Im sure i read somewhere that 1080i wont be that different if at all becuase flat screen lcd are progressive in nature or something like that so it deinterlaces i think

*gets coat
 
Echo toxin said:
1080p has several frame rates depending on what the filmer decides to use - 24fps for films, 25 or 50fps for PAL, 30 or 60fps for NTSC.
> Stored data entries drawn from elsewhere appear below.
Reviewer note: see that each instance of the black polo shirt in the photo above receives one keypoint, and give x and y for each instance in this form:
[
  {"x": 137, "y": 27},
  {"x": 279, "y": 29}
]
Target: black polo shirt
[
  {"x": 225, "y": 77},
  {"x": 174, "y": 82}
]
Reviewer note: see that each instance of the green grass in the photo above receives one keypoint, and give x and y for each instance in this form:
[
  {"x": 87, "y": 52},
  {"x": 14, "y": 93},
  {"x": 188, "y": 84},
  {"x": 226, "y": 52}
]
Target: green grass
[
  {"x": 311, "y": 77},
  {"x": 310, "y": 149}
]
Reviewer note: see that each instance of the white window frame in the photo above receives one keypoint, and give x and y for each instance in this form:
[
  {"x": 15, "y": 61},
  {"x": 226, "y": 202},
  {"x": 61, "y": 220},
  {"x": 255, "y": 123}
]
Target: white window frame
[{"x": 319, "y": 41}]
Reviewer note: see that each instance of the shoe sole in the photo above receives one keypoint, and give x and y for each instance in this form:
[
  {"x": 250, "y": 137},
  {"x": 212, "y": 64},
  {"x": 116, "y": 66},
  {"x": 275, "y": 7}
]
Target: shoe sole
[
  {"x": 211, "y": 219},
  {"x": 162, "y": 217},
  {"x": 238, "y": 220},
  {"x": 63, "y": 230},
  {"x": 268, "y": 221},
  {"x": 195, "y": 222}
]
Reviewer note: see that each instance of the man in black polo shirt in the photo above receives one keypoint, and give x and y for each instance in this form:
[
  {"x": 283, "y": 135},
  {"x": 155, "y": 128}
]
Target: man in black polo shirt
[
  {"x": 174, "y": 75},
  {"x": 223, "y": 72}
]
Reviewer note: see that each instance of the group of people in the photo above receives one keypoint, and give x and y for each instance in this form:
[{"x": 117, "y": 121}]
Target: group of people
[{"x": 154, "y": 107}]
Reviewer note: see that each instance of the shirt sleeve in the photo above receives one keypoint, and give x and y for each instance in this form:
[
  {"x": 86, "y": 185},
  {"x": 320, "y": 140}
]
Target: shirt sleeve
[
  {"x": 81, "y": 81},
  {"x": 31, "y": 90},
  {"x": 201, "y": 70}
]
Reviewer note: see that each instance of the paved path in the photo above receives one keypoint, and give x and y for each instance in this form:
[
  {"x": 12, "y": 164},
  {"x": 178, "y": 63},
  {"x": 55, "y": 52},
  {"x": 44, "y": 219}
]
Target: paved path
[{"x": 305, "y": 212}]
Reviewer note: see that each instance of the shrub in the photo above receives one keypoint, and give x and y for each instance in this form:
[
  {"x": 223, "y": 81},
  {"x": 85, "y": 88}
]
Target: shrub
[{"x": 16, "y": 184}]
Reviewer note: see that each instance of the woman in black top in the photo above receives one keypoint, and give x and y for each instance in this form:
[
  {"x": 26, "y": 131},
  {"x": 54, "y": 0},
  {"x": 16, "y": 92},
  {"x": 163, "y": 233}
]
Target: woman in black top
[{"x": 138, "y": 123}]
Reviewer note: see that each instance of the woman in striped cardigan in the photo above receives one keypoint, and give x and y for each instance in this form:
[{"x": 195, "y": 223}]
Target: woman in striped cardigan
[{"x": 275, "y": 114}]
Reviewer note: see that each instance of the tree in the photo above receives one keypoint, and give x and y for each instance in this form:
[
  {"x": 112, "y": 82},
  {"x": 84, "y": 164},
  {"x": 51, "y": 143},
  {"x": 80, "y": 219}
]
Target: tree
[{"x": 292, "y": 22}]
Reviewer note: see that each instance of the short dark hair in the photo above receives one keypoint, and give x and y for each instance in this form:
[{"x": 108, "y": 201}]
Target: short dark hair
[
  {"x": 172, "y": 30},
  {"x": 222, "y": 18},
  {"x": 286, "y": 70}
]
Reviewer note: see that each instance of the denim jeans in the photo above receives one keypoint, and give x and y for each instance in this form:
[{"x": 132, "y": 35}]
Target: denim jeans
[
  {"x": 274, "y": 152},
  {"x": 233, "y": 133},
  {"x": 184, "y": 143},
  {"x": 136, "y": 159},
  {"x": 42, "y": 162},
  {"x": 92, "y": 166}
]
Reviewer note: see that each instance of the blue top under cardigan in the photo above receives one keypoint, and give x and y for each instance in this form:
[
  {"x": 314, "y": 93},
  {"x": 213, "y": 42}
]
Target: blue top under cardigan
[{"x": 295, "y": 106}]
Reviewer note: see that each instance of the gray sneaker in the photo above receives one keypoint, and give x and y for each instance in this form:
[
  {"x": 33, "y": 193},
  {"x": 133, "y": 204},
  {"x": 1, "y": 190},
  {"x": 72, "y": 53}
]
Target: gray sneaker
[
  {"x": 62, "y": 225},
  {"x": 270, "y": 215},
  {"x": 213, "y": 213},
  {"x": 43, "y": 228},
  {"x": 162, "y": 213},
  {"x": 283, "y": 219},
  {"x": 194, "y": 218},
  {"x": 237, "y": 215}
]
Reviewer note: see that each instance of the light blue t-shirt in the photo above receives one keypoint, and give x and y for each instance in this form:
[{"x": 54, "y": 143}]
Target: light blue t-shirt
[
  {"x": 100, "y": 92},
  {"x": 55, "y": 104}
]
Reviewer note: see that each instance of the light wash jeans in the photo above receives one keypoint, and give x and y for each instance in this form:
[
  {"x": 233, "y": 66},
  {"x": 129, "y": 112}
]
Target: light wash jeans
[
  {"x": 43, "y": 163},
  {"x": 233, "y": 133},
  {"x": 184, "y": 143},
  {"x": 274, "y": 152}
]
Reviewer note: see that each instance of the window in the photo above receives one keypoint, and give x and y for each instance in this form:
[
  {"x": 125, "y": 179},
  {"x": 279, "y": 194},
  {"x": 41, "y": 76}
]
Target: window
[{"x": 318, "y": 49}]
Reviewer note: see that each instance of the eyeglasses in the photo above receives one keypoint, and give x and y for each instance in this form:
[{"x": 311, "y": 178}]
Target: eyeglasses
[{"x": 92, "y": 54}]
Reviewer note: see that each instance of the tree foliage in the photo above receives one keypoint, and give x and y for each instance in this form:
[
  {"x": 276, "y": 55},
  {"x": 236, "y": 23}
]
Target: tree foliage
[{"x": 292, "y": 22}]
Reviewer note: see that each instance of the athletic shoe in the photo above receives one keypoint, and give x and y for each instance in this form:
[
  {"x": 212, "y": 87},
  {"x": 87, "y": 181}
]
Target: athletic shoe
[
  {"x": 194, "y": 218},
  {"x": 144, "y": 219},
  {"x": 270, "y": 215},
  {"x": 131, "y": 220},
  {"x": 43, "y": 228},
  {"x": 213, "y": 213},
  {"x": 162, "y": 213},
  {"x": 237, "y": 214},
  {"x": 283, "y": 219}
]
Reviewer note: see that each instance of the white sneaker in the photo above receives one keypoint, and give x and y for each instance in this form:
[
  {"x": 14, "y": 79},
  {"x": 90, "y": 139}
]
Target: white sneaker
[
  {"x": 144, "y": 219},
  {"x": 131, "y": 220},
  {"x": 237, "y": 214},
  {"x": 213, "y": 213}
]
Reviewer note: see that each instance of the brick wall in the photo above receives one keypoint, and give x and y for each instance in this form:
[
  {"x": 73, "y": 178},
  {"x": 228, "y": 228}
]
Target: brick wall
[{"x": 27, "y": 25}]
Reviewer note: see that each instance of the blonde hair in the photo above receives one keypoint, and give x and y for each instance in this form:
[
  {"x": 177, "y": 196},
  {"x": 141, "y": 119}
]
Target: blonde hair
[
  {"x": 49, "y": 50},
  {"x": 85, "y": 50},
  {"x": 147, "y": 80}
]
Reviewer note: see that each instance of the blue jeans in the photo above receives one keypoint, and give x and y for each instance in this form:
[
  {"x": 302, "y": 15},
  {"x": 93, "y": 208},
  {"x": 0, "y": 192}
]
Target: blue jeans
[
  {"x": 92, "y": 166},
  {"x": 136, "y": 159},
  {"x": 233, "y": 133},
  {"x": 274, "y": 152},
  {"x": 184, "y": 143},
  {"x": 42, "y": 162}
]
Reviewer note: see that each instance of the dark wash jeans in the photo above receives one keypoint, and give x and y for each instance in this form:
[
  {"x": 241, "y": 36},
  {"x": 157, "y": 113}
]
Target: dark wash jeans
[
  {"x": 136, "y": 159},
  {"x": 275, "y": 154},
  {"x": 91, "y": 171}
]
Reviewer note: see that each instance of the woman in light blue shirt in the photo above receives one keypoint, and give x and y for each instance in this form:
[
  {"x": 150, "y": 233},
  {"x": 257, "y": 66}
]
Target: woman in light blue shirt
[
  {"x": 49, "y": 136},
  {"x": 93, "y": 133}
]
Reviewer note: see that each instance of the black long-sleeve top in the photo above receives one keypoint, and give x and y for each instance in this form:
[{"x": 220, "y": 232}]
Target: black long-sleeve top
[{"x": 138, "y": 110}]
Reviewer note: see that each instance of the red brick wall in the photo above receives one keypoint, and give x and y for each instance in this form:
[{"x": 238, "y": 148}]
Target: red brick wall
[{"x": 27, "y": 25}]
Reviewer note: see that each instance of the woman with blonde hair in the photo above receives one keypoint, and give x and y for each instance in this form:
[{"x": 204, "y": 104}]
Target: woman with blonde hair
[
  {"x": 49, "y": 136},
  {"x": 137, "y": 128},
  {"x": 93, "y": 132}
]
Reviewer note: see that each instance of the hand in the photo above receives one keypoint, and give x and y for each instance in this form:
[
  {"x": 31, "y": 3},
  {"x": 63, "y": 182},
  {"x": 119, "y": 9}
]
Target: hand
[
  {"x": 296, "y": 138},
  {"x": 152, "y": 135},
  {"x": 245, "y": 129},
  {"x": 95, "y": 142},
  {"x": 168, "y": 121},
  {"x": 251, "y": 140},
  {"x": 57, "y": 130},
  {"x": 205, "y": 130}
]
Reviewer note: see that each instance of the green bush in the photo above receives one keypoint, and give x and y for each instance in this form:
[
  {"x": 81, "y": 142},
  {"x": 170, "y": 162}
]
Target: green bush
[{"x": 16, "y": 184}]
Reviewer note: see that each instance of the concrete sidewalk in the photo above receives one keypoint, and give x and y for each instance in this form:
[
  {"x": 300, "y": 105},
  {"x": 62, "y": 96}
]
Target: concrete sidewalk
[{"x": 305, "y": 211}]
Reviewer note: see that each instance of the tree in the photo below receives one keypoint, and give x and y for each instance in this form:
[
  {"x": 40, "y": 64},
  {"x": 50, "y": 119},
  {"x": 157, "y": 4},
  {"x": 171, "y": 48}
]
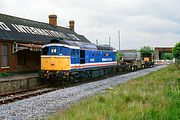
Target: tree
[
  {"x": 119, "y": 56},
  {"x": 176, "y": 53},
  {"x": 146, "y": 51}
]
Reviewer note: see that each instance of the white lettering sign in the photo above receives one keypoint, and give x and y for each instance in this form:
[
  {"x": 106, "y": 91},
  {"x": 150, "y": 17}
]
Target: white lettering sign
[{"x": 37, "y": 31}]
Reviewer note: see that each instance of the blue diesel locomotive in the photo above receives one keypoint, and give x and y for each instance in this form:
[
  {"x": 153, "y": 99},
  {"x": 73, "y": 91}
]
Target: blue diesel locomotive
[{"x": 73, "y": 60}]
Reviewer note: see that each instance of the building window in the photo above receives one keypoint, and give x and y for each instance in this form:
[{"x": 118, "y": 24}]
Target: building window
[
  {"x": 4, "y": 60},
  {"x": 21, "y": 58}
]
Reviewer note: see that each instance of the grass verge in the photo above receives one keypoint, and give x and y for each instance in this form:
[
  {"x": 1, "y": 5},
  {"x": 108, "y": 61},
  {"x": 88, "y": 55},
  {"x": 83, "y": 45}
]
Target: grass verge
[{"x": 155, "y": 96}]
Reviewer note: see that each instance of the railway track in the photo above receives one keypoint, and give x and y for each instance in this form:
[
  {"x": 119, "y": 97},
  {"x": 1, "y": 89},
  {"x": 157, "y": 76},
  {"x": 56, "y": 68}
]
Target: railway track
[{"x": 45, "y": 89}]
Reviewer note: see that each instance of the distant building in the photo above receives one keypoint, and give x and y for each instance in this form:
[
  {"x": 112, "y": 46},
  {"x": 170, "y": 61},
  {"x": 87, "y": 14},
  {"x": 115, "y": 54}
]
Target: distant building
[
  {"x": 21, "y": 41},
  {"x": 160, "y": 50}
]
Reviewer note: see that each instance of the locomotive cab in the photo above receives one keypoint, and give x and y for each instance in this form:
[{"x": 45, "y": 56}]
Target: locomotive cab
[{"x": 55, "y": 58}]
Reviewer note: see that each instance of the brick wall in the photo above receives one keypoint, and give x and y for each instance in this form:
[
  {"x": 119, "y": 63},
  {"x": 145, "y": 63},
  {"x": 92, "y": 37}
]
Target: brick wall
[{"x": 32, "y": 60}]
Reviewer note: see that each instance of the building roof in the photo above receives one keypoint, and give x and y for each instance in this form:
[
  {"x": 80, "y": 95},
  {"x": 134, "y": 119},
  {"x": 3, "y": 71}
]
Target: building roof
[{"x": 28, "y": 31}]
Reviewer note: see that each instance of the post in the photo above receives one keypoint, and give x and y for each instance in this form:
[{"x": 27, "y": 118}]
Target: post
[
  {"x": 119, "y": 38},
  {"x": 109, "y": 41}
]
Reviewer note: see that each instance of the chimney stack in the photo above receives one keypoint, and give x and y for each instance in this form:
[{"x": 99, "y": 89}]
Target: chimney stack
[
  {"x": 53, "y": 20},
  {"x": 71, "y": 25}
]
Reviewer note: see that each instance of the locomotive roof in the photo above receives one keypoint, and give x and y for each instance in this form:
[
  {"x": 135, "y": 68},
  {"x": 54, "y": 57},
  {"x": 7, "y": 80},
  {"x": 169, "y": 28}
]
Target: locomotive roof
[
  {"x": 29, "y": 31},
  {"x": 83, "y": 45}
]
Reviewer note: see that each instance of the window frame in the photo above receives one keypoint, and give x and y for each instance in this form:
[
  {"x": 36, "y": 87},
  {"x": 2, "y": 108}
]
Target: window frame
[{"x": 5, "y": 55}]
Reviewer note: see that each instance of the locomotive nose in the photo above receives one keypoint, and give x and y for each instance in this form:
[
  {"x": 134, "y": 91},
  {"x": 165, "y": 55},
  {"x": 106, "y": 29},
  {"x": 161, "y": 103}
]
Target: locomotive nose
[{"x": 55, "y": 63}]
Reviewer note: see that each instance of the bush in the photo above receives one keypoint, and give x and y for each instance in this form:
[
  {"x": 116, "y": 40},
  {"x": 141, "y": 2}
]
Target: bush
[{"x": 176, "y": 53}]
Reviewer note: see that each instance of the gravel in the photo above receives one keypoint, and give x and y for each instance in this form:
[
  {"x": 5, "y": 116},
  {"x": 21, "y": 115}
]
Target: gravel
[{"x": 43, "y": 105}]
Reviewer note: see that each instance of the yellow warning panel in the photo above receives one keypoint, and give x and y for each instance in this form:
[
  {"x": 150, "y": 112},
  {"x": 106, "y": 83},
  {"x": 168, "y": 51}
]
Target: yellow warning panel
[
  {"x": 55, "y": 63},
  {"x": 146, "y": 59}
]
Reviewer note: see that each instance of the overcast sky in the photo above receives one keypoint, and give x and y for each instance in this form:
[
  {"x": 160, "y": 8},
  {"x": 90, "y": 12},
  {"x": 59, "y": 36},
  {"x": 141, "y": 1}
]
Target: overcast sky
[{"x": 140, "y": 22}]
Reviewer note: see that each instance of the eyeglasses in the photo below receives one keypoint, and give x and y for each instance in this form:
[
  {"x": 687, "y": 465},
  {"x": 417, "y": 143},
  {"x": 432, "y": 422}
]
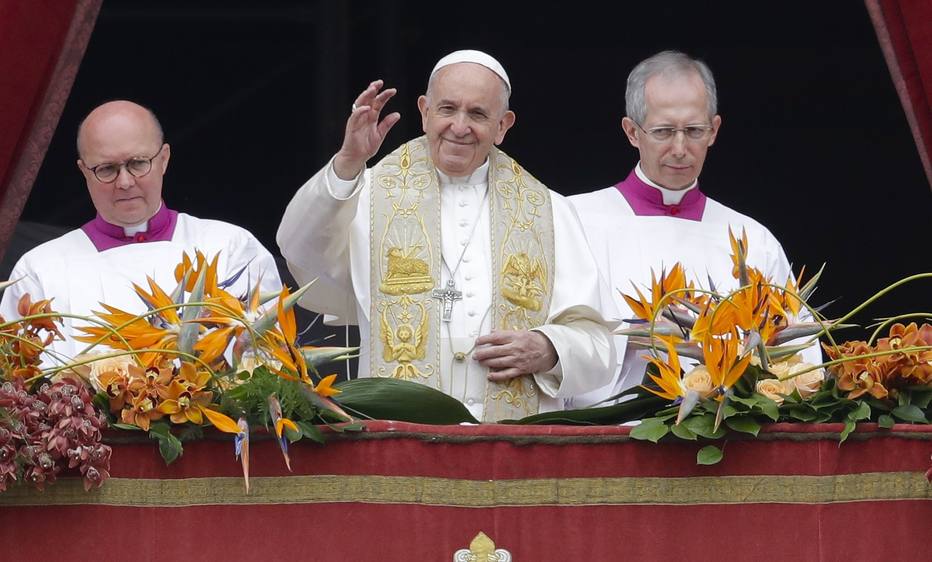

I love how all these console developers are whinging about 1080p and saying it's not much better than 720p. On the PC side we've had 1200p for years! I can tell the difference between 1080p and 720p quite easily.

We've had 1536P for years.
 
Echo toxin said:
1080p has several frame rates depending on what the filmer decides to use - 24fps for films, 25 or 50fps for PAL, 30 or 60fps for NTSC.

I love how all these console developers are whinging about 1080p and saying it's not much better than 720p. On the PC side we've had 1200p for years! I can tell the difference between 1080p and 720p quite easily.
Yes, you can tell the difference quite easily, but that's for comparing like for like picture with same graphics details settings. What the article is saying that if you go from 720p to 1080p on the same hardware, that you may have to turn down some graphics settings and features to get it to run as well as it does on 720p, meaning 1080p could make a game look worse than it can potentially look.

It's all great running things at 1080p++, but I'd rather run at an acceptable framerate and a perfectly fine lower resolution on high detail than run a game on a higher resolution with less detail.